Norconex / crawlers

Norconex Crawlers (or spiders) are flexible web and filesystem crawlers for collecting, parsing, and manipulating data from the web or filesystem to various data repositories such as search engines.
https://opensource.norconex.com/crawlers
Apache License 2.0
183 stars 68 forks source link

DomSplitter and orphans deletion #609

Closed jetnet closed 5 years ago

jetnet commented 5 years ago

hello Pascal,

I found an issue with DomSplitter, e.g.

<splitter class="com.norconex.importer.handler.splitter.impl.DOMSplitter" selector="img" sourceCharset="UTF-8"/>

The very first crawl works fine, I'm getting the children docs into the index, but when I start the same crawl again (no changes on web-server), the collector removes those children docs.

INFO  [AbstractCrawler] localhost: Deleting orphan references (if any)...
INFO  [CrawlerEventManager] DOCUMENT_COMMITTED_REMOVE: http://localhost:88/ff-test.html!#pic1
INFO  [CrawlerEventManager] DOCUMENT_COMMITTED_REMOVE: http://localhost:88/ff-test.html!html > body > img:nth-child(5)
INFO  [CrawlerEventManager] DOCUMENT_COMMITTED_REMOVE: http://localhost:88/ff-test.html!html > body > img:nth-child(8)

The desired behaviour: to delete them, when their parent is gone.
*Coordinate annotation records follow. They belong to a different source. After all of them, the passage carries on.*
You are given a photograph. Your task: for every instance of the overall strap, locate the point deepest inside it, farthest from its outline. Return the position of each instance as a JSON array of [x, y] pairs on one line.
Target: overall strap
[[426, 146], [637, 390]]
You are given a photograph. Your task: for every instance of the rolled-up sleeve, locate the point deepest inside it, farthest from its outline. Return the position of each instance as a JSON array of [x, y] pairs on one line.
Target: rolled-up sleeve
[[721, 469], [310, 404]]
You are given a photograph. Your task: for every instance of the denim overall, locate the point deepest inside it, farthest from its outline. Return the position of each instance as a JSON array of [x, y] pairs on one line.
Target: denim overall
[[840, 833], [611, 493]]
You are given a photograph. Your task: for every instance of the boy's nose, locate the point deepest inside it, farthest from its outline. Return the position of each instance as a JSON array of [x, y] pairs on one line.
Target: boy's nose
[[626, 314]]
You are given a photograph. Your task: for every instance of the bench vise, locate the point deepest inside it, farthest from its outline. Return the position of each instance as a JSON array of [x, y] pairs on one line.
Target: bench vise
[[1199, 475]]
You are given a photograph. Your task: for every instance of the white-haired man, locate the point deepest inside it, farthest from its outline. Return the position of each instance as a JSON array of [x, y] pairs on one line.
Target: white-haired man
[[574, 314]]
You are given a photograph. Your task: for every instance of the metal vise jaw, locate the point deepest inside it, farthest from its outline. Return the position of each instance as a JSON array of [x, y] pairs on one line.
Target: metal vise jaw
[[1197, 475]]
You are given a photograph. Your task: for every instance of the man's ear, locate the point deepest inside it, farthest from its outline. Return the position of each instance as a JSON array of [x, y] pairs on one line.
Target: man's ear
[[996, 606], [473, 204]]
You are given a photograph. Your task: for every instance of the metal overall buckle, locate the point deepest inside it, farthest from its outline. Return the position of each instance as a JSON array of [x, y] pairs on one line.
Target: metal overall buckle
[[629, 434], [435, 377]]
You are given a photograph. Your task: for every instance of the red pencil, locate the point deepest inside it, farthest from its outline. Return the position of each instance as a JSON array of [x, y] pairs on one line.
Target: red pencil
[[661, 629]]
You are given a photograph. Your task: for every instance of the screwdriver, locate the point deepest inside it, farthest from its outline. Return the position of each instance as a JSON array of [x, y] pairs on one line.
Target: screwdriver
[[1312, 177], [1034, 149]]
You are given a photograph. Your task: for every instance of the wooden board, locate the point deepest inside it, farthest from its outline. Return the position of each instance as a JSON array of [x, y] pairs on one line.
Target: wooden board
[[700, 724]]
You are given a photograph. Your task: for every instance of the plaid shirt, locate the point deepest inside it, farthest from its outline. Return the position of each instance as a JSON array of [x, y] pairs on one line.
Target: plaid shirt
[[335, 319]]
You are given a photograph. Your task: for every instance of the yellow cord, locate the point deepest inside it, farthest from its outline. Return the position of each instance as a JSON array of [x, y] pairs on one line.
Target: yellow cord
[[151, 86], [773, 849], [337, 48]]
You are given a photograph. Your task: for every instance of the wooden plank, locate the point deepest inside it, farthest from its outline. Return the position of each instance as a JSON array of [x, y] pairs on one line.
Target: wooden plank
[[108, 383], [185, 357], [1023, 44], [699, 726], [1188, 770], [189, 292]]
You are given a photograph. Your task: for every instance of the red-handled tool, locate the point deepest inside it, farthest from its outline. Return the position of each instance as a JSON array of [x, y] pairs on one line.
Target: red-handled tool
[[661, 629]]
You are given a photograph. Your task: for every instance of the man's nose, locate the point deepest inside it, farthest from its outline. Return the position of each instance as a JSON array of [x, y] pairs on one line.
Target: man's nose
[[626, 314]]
Do you have any idea how to fix it? Thanks a lot!

jetnet commented 5 years ago

forgot to mention, that the orphan strategy is set to DELETE:

<orphansStrategy>DELETE</orphansStrategy>
essiembre commented 5 years ago

Can you share a config that reproduces the issue? I tried the split as you did, which works fine (with DELETE orphans strategy). Then I re-ran it a few times, and if the containing document stays the same (unmodified), the children also appear unmodified. Relevant snippet:

INFO  [CrawlerEventManager]       REJECTED_UNMODIFIED: http://localhost/crawl-tests/
INFO  [CrawlerEventManager]       REJECTED_UNMODIFIED: http://localhost/crawl-tests/!html > body > p:nth-child(3) > img
INFO  [CrawlerEventManager]       REJECTED_UNMODIFIED: http://localhost/crawl-tests/!html > body > p:nth-child(4) > img
INFO  [CrawlerEventManager]       REJECTED_UNMODIFIED: http://localhost/crawl-tests/!html > body > p:nth-child(5) > img
...
INFO  [AbstractCrawler] crawler-test: Deleting orphan references (if any)...
INFO  [AbstractCrawler] crawler-test: Deleted 0 orphan references...
jetnet commented 5 years ago

strange... if it works for you, when it must be something wrong with my config. since I changed the image metadata extraction from DomSplitter to TikaLinkExtractor, the issue is no longer relevant. I'll re-open the ticket, if I encounter this again. Thanks!